Depuis plus de 10 ans, Qualcomm fabrique certaines des puces ARM les plus puissantes pour les smartphones Android. Mais les puces de l’entreprise pour les ordinateurs portables ? Jusqu’à présent, elles ont été plutôt médiocres.

Aujourd’hui, l’entreprise espère inverser la tendance avec une toute nouvelle gamme de puces Snapdragon X Series pour les PC sous Windows.

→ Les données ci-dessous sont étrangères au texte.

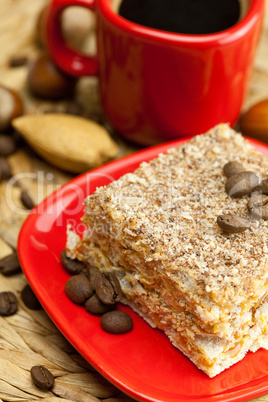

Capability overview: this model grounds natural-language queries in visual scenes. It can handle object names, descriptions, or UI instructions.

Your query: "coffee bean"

[9,56,28,68]
[105,272,122,302]
[247,194,268,220]
[20,190,35,209]
[223,162,245,178]
[0,292,18,316]
[88,266,101,290]
[225,171,259,198]
[95,275,117,304]
[0,251,21,276]
[217,215,251,233]
[255,179,268,195]
[100,310,133,334]
[85,293,116,315]
[0,157,12,181]
[0,134,17,156]
[65,274,93,304]
[31,366,55,389]
[21,285,42,310]
[61,250,85,275]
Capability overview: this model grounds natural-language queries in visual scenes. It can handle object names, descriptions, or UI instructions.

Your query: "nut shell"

[0,85,23,132]
[12,114,118,173]
[28,53,76,100]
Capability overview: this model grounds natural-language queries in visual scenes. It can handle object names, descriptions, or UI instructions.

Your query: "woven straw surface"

[0,0,268,402]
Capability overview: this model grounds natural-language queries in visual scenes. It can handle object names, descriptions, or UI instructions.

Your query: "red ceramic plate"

[18,136,268,402]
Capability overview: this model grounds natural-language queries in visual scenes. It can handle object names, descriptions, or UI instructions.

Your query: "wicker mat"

Ce seront les premières puces de Qualcomm à exploiter la technologie développée par Nuvia, une startup de conception de puces que Qualcomm a rachetée il y a quelques années.

Qualcomm ne donne pas encore beaucoup de détails sur ses prochaines puces — nous devrons attendre le Snapdragon Summit qui aura lieu plus tard dans le mois pour en savoir plus sur les caractéristiques réelles et, espérons-le, sur les performances.

Mais, Qualcomm annonce la nouvelle marque Snapdragon X pour les prochaines puces et confirme qu’elles utiliseront les cœurs de processeurs Oryon personnalisés de Qualcomm plutôt que des conceptions ARM standard.

L’entreprise affirme que ces cœurs Oryon apporteront « un bond en avant en termes de performances et d’efficacité énergétique », mais nous n’avons pas encore vu de chiffres concrets, et nous ne savons donc pas comment ils se situeront par rapport au processeur de série M d’Apple ou aux dernières puces x86 d’Intel et d’AMD.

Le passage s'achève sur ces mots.